Description

Background & Context

The Thera bank recently saw a steep decline in the number of users of their credit card, credit cards are a good source of income for banks because of different kinds of fees charged by the banks like annual fees, balance transfer fees, and cash advance fees, late payment fees, foreign transaction fees, and others. Some fees are charged to every user irrespective of usage, while others are charged under specified circumstances.

Customers’ leaving credit cards services would lead bank to loss, so the bank wants to analyze the data of customers and identify the customers who will leave their credit card services and reason for same – so that bank could improve upon those areas

You as a Data scientist at Thera bank need to come up with a classification model that will help the bank improve its services so that customers do not renounce their credit cards

You need to identify the best possible model that will give the required performance

Objective

Explore and visualize the dataset.

Build a classification model to predict if the customer is going to churn or not

Optimize the model using appropriate techniques

Generate a set of insights and recommendations that will help the bank

Data Dictionary:

CLIENTNUM: Client number. Unique identifier for the customer holding the account

Attrition_Flag: Internal event (customer activity) variable - if the account is closed then "Attrited Customer" else "Existing Customer"

Customer_Age: Age in Years

Gender: Gender of the account holder

Dependent_count: Number of dependents

Education_Level: Educational Qualification of the account holder - Graduate, High School, Unknown, Uneducated, College(refers to a college student), Post-Graduate, Doctorate.

Marital_Status: Marital Status of the account holder

Income_Category: Annual Income Category of the account holder

Card_Category: Type of Card

Months_on_book: Period of relationship with the bank

Total_Relationship_Count: Total no. of products held by the customer

Months_Inactive_12_mon: No. of months inactive in the last 12 months

Contacts_Count_12_mon: No. of Contacts between the customer and bank in the last 12 months

Credit_Limit: Credit Limit on the Credit Card

Total_Revolving_Bal: The balance that carries over from one month to the next is the revolving balance

Avg_Open_To_Buy: Open to Buy refers to the amount left on the credit card to use (Average of last 12 months)

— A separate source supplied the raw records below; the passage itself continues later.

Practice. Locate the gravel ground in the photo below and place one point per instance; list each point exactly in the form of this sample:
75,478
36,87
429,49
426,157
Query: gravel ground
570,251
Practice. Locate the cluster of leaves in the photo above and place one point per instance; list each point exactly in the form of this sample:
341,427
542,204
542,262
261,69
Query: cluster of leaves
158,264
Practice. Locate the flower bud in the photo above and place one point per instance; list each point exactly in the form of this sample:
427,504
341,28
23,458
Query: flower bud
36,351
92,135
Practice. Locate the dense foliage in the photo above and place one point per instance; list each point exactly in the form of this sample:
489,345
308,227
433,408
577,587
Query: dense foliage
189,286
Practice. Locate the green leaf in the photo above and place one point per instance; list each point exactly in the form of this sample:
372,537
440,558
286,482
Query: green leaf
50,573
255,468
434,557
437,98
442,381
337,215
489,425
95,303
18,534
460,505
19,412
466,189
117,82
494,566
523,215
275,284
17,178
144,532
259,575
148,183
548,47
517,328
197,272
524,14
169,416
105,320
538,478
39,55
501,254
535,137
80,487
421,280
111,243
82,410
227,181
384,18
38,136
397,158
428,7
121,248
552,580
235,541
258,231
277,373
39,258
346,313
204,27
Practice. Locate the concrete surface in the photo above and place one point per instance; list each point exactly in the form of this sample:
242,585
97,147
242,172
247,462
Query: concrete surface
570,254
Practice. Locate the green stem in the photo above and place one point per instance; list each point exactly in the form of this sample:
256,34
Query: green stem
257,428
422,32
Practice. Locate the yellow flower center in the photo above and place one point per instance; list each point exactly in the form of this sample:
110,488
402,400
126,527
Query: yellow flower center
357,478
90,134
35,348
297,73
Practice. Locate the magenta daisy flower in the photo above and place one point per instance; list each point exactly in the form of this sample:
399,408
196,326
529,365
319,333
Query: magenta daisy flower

Total_Trans_Amt: Total Transaction Amount (Last 12 months)

Total_Trans_Ct: Total Transaction Count (Last 12 months)

Total_Ct_Chng_Q4_Q1: Ratio of the total transaction count in 4th quarter and the total transaction count in 1st quarter

Total_Amt_Chng_Q4_Q1: Ratio of the total transaction amount in 4th quarter and the total transaction amount in 1st quarter

Avg_Utilization_Ratio: Represents how much of the available credit the customer spent

Importing Libraries

Data Overview

Looking at the first and last few rows of the dataset, we see the blue card occuring most in the Card Category column. We also see missing values that will need treating.

Looking at 10 random we see agin where the blue card is occuring the most.

• The average Customer Age is 45 with an average Dependent Count of 2.

• Customer Age ranges from 26 to 73 while the Dependent Count ranges from 0 to 5.

• The average Customer Relationship with the bank is 3 years; the max being about 5 years and the minimum being about 1 year.

• On average each customers holds about 4 products with the bank; the minimum being 1 and the max being 6.

From the information available we can assume more customers kept credit card accounts than closed them.

Looking at the information above there are some variables that need to be changed from "object" to "category". We also need to drop the "CLIENTNUM" column as it is redundant. We have missing values in "Education Level" and "Marital Status". We will drop Client Number and deal with the other specified issues later.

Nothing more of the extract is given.